The booklet has been translated into Spanish and Vietnamese and is distributed throughout the world. Its crisis intervention procedures have become routine for the Red Cross and other public-health agencies.
Howard had never experienced an earthquake when he immigrated from his native Poland to California in 1950. He gave little thought to the first quake he weathered here in 1956 but, after the Sylmar shake-up, he became involved on a personal level. His Studio City house was not in the epicenter and sustained only minor damage.
"But it shook like a freight train," recalled his wife, Bebe. "We all ended up in the hall, trying to get to my daughter's room. Afterward, I remember, I made hot cocoa. We wanted something sweet and hot. We were in shock."
Their daughter, Jackie, who was 9 at the time, was very upset.
Children Found to Be Frightened
"I called Mrs. Norma Gordon, one of the psychologists who worked at the clinic who had a son a year older," Howard said. "We compared notes on and decided if our two children were scared, other children might be, too."
There followed an announcement by the clinic that it would assist any children or families who had reacted with anxiety to the quake.
"We were \o7 not\f7 prepared for the 350 families who showed up," he said, "but every one of us took a group of people."
A heavy storm followed the Sylmar quake, and many of the children reacted to thunder for the first time. Some even became frightened of the sound of trucks on the freeway. Most of the disturbed children were grammar-school age and the clinic counseled them with their families in groups of about 25 or 30.

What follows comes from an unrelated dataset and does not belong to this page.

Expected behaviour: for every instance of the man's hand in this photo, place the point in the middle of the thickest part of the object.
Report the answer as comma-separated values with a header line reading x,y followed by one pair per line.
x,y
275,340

"One of the first things we did was encourage parents to admit they were afraid, too," Howard said. "What they were communicating to their children was, 'We're not afraid and you are.' The children believed something was wrong with them.
"Our people dealt with the commonality of the experience. Everybody was afraid. It's not unusual to be afraid. And, secondly, we got them to talk about it. Parents thought that talking would only increase the anxiety. It may at the time it's being discussed, but once the discussion is over, the children are less frightened of it and better prepared for the next earthquake."

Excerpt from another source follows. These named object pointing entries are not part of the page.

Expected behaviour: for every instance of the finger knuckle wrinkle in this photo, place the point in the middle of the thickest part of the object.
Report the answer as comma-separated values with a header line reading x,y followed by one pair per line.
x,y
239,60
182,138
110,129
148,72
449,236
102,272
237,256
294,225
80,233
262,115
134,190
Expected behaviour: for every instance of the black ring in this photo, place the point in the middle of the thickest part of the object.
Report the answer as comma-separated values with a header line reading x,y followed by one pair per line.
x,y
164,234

Clinic counselors also used desensitization, alternating rattling sounds comparable to those of an earthquake with relaxation techniques.
Howard reported that often a single group session served to quell fears and the majority of patients felt confident to return to a normal routine within two weeks. Most longstanding behavior problems--nightmares, troubled sleeping, generalized anxiety--had dropped to 50% at the end of one year, he says.
The study "was very important because most authorities before that felt children recovered very quickly, . . . after a few weeks," he said. "But our research showed it took much longer."
About 1% of the children needed extensive counseling of up to six months. These youths were not reacting just to the quake, he suggests, but suffering from deeper problems that the trauma of the quake brought to the surface.